La lluvia no dispersó al público. Tampoco redujo el ritmo de una noche que transformó la Plaza Botero, en un escenario abierto para más de 8.000 personas que asistieron al concierto gratuito con el que Maluma presentó su nuevo álbum “Loco x volver”, un trabajo que el artista definió como el más íntimo de su carrera.

Desde las primeras horas del jueves 14 de mayo, decenas de seguidores comenzaron a llegar al centro de la ciudad para asegurar un lugar frente al escenario instalado entre las 23 esculturas monumentales de Fernando Botero, el Museo de Antioquia y el Palacio de la Cultura Rafael Uribe Uribe.

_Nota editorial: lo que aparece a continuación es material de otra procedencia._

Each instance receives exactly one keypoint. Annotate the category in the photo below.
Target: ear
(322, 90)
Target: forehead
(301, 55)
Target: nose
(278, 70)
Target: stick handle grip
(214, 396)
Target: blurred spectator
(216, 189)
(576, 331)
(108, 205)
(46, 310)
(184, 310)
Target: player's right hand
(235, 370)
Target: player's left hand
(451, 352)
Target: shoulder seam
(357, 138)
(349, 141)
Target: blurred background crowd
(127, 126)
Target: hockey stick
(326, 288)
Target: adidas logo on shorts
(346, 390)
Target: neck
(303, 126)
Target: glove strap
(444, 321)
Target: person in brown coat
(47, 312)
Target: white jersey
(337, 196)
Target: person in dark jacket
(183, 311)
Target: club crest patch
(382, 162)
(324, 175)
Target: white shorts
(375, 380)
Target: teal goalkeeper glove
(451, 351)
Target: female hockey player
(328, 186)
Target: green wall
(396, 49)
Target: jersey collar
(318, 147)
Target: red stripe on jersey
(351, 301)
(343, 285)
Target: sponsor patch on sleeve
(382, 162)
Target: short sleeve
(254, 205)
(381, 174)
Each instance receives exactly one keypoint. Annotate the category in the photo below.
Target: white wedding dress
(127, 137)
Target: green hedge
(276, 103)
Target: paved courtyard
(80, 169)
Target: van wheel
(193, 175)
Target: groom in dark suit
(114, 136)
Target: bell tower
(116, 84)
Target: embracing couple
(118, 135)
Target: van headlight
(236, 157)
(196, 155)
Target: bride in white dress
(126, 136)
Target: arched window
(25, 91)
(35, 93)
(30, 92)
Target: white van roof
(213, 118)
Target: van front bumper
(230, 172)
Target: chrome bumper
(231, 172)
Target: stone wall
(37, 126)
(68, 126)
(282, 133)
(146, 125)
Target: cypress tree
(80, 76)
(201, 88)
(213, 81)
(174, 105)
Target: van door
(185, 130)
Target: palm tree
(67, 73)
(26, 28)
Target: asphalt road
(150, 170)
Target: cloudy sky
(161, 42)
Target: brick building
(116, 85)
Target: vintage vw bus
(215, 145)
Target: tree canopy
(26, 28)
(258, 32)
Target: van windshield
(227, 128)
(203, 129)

El concierto, que se extendió durante más de tres horas, se convirtió en uno de los eventos culturales gratuitos de mayor convocatoria en Medellín durante el primer semestre del año, la presentación también representó un símbolo de regreso para el artista antioqueño, quien construyó gran parte del discurso de la noche alrededor de sus raíces familiares y barriales.

La apertura estuvo a cargo del veterano presentador colombiano Jorge Barón, quien apareció en escena con su tradicional “patadita de la buena suerte”, un gesto popularizado durante décadas en el programa televisivo “El show de las estrellas”. La escena conectó dos generaciones de la cultura popular colombiana y marcó el tono nostálgico que atravesó buena parte del espectáculo.

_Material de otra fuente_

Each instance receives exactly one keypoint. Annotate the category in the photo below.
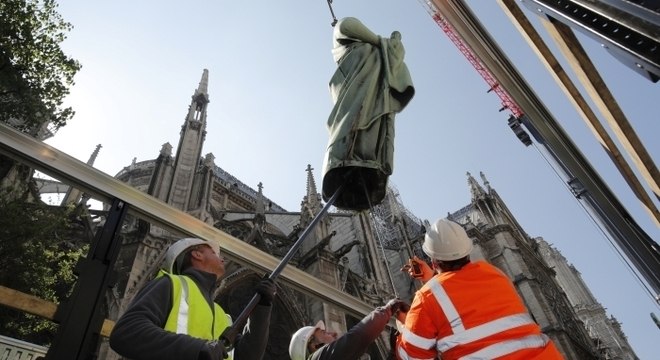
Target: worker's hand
(267, 289)
(418, 269)
(396, 306)
(217, 348)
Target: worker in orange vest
(470, 310)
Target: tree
(39, 253)
(35, 74)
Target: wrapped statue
(370, 85)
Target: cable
(601, 230)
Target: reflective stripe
(484, 330)
(508, 347)
(416, 340)
(403, 355)
(182, 316)
(447, 306)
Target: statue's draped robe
(370, 86)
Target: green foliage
(38, 258)
(34, 71)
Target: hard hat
(176, 249)
(446, 241)
(300, 339)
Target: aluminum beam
(104, 187)
(640, 249)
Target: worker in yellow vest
(174, 316)
(470, 310)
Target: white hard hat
(169, 264)
(446, 241)
(300, 339)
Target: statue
(370, 85)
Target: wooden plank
(37, 306)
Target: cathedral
(360, 253)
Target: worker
(469, 310)
(174, 316)
(318, 343)
(370, 86)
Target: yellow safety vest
(191, 313)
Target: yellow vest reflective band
(191, 313)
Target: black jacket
(139, 333)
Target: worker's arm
(356, 341)
(139, 333)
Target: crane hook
(334, 19)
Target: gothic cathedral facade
(358, 252)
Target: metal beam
(105, 188)
(640, 249)
(598, 91)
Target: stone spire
(485, 181)
(312, 198)
(260, 207)
(203, 88)
(475, 189)
(188, 153)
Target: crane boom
(507, 101)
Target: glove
(216, 348)
(267, 289)
(397, 305)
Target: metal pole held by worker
(229, 335)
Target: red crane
(507, 101)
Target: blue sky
(269, 66)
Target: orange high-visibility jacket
(472, 313)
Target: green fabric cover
(370, 85)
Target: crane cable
(602, 231)
(380, 240)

Antes de la salida de Maluma se presentaron artistas vinculados a su sello discográfico, entre ellos Rico, el venezolano Maisak y el cantante antioqueño Milan, una de las apuestas emergentes de la compañía en géneros como hip hop, reggae y afrobeat. La programación funcionó como una vitrina para nuevos talentos urbanos y reforzó el interés del artista por consolidar una estructura empresarial alrededor de la música latina.

La lluvia comenzó a caer de manera persistente minutos antes del ingreso principal del cantante. Sin embargo, lejos de provocar la retirada del público, terminó integrándose a la narrativa del espectáculo. “Nos vamos a mojar porque no somos de azúcar”, dijo Maluma al aparecer en el escenario acompañado por amigos y familiares vestidos con camisetas rojas alusivas al álbum. Entre ellos estuvo también su esposa, Susana Gómez, quien esperaba el segundo hijo de la pareja.

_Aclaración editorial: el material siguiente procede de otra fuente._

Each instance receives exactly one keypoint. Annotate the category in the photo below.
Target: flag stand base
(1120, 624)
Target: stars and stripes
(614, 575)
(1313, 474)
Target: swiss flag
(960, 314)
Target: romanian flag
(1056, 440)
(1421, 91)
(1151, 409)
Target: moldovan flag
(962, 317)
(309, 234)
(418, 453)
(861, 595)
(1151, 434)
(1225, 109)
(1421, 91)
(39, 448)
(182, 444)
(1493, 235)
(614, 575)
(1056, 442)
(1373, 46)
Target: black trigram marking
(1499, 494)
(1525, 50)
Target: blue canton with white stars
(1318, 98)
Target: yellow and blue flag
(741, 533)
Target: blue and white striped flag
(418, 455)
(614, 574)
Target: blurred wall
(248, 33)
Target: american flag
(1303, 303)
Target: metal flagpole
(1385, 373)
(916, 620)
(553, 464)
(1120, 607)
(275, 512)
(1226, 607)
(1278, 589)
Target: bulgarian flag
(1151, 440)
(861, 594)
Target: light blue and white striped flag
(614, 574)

“La lluvia es bendición, es abundancia”, añadió el cantante en uno de los momentos más celebrados de la noche.

Durante la presentación interpretó varias canciones de “Loco x volver”, incluido el tema homónimo dedicado a su abuela fallecida. El repertorio también incluyó éxitos que marcaron su consolidación internacional, como “Borró Cassette”, “Felices los 4” y “Cuatro Babys”, piezas que mantuvieron a la multitud cantando incluso bajo el aguacero.

El concierto dejó una imagen poco habitual para el centro de Medellín, miles de personas reunidas alrededor del arte público, la música urbana y un sentido compartido de identidad local. La Plaza Botero, históricamente asociada al turismo y a la actividad comercial del centro, se convirtió por una noche en el epicentro de una celebración masiva que mezcló espectáculo, memoria personal y orgullo paisa.